Home / Benchmarks / At 100k QPS
Verdict: Memcached's ~20-25% throughput edge becomes measurable here. Redis closes the gap with pipelining. Engine choice has real cost implications at this scale because instance size scales with throughput.

Redis vs Memcached at 100k QPS

One hundred thousand queries per second is where engine performance starts to translate into infrastructure cost. The Memcached multi-threading advantage becomes measurable, Redis pipelining becomes essential, and instance-sizing decisions affect the monthly bill in meaningful ways.

~1.0 M/s
Memcached single-node ceiling
cache.c6i.2xlarge, DevGenius 2026
~800 k/s
Redis single-node ceiling
Same hardware, batched pipelines
cache.r7g.xl
Comfortable for 100k QPS
4 vCPU, 26GB RAM, ~$200/mo
10x
Pipelining benefit
Redis 10-cmd pipeline vs single calls

Where the Memcached edge becomes visible

The 2026 DevGenius benchmark on AWS cache.c6i.2xlarge (8 vCPU, 16GB RAM) measures roughly 1.0 million GETs per second sustained on Memcached versus 800k GETs per second on Redis 8.0 for simple single-key GET/SET at 256 client connections. At 1k QPS this 25% gap is invisible (both are at 1% utilisation). At 100k QPS the gap matters: Memcached is at ~10% CPU, Redis is at ~12-15% CPU, both serving comfortably. At 500k QPS the gap becomes load-bearing.
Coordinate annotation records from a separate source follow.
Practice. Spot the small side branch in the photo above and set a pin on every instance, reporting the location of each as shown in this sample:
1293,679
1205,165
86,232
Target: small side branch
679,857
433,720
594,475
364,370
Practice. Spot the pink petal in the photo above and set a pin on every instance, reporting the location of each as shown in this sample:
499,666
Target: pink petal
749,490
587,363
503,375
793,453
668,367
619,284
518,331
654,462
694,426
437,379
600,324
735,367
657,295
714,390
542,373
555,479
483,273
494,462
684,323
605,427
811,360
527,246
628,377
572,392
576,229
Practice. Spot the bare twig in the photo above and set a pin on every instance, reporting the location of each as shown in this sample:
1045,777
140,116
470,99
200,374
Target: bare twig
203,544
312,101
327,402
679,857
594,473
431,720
The technical reason for the gap traces to threading. Memcached uses one I/O thread per connection by default (or all-cores with -t flag), so the workload distributes across CPU cores naturally. Redis serves commands on a single thread (with I/O parsing in a separate thread pool since Redis 6) which means a single hot key has a hard throughput ceiling at single-thread speed. At 100k QPS spread across many keys, both engines have plenty of headroom; at 500k+ on a single hot key the Redis ceiling appears first.

The translation to cost: at 100k QPS, the instance-size requirement for Redis might be one tier larger than for Memcached on the same workload (cache.r7g.xlarge for Redis versus cache.r7g.large for Memcached, doubling the per-hour cost). For pure-cache workloads this is a meaningful per-month difference. For workloads where Redis features are needed, you pay the throughput penalty in exchange for the features.
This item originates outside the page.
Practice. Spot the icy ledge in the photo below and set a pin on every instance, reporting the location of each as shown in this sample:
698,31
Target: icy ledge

Pipelining is the great equaliser for Redis

The 800k-versus-1.0M number above is for single-command-per-round-trip workloads. When Redis is allowed to pipeline (batch multiple commands in one network round trip), the picture changes dramatically. The DevGenius benchmark shows Redis sustaining ~800k ops/sec with 10-command pipelines, while Memcached's single-call throughput tops out around 1M and pipelined Memcached sees less proportional benefit.
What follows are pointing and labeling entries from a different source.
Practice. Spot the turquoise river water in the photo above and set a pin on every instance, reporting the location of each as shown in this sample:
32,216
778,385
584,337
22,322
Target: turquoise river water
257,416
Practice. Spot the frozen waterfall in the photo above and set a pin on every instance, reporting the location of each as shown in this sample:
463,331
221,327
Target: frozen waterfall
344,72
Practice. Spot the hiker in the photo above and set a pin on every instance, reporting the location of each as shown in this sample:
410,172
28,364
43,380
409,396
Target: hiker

The reason is that Redis pipelining is the canonical optimisation pattern and Redis is heavily optimised for it. The client library bundles commands into pipeline batches automatically (BullMQ, Sidekiq, and most queue libraries do this aggressively). Memcached pipelining exists but is less commonly used; most Memcached clients send one command at a time.

In production, the workloads that hit 100k+ QPS almost always have natural batching opportunities: per-request fetching of N cached fragments, periodic batch operations, queue drainage. If your application can express its cache access pattern as batches, Redis pipelining closes the throughput gap with Memcached and often crosses it. Designing applications to pipeline-friendly is a real lever; the engine choice is less load-bearing than the access-pattern choice.

Instance sizing and reservation

For a 100k QPS workload with HA (primary + 1 replica) on AWS ElastiCache, a typical sizing is cache.r7g.xlarge for either engine, giving roughly $200/month per node on-demand or about $120/month with 1-year all-upfront reservations. Total cluster cost: $240-400/month depending on reservation. Equivalent Valkey clusters are roughly 33% cheaper.

At this scale, reservations start to matter financially. A 3-year all-upfront reservation gives roughly 55% discount versus on-demand, taking a $400/month on-demand cluster to about $180/month. For predictable production workloads with a multi-year planning horizon, this is straightforwardly worth doing. For workloads with uncertain growth, the on-demand premium is the cost of optionality.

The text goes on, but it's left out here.